Letters to the Editor

FWay schools way behind on computers

The recent Mirror news article (Oct. 25, “Schools hope for a brighter tech future”) about the Federal Way school district’s technology funding was inaccurate. The district’s neglect of technology funding is not a result of recent budget shortfalls, but is a pattern which has been ongoing since the Vander Ark years.

Computer availability in Federal Way schools is grossly inadequate. A recent count of computers in my son’s school, Valhalla Elementary, found that more than 60 percent of the classrooms do not have a single personal computer designated for student use. The typical classroom pattern is one PC on the teacher’s desk and three to five Apples for classroom use, 25 to 50 percent of which are only semi-functional (the district has declared the Apples obsolete and will not service them). Most of the Apples were at Valhalla when my older son was in kindergarten; he is now in the eighth grade. Even the fourth- and fifth-grade classrooms average less than 1.5 PCs per classroom.

Valhalla does not have a computer lab. There are six PCs in the library (and several of the ubiquitous, semi-functional Apples). However, the district, in its wisdom, has decreed that only one brand of PCs will be serviced, and three of the Valhalla library’s are of the off brand. Woe to any school which purchased PCs under previous administrations, or received them from other sources.

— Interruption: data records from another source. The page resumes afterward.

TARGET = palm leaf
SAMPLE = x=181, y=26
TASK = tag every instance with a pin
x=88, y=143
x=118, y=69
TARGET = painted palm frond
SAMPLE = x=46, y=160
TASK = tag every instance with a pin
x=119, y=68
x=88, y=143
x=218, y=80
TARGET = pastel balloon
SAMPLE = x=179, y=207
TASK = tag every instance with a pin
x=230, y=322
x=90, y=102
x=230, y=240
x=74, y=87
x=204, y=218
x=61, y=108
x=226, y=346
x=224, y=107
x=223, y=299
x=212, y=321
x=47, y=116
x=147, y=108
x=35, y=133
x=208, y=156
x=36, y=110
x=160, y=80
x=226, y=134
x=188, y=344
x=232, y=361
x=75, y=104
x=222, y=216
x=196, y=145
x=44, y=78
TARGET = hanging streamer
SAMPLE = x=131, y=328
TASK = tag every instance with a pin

Is this the way Federal Way approaches the 21st century? Are we so focused on reading and the WASLs that we will leave our children in the dark age of technology? Are other schools in our district as bereft of 21st century technology as Valhalla? Maybe computer technology should be added to the WASLs, so that districts will make it a priority.

I do support the technology levy, but believe it is woefully inadequate. Will it be four or five years before the ancient Apples are replaced at Valhalla? How long will Valhalla students continue to use outdated and inferior software because their computers won’t run anything made in the 21st century?

We as parents and community members need to hold the district accountable to provide appropriate tools to our students. It is not acceptable in the 21st century for children to grow up without exposure to current technology. All children in the Federal Way district should have access to computers, not just those whose parents can afford a PC at home.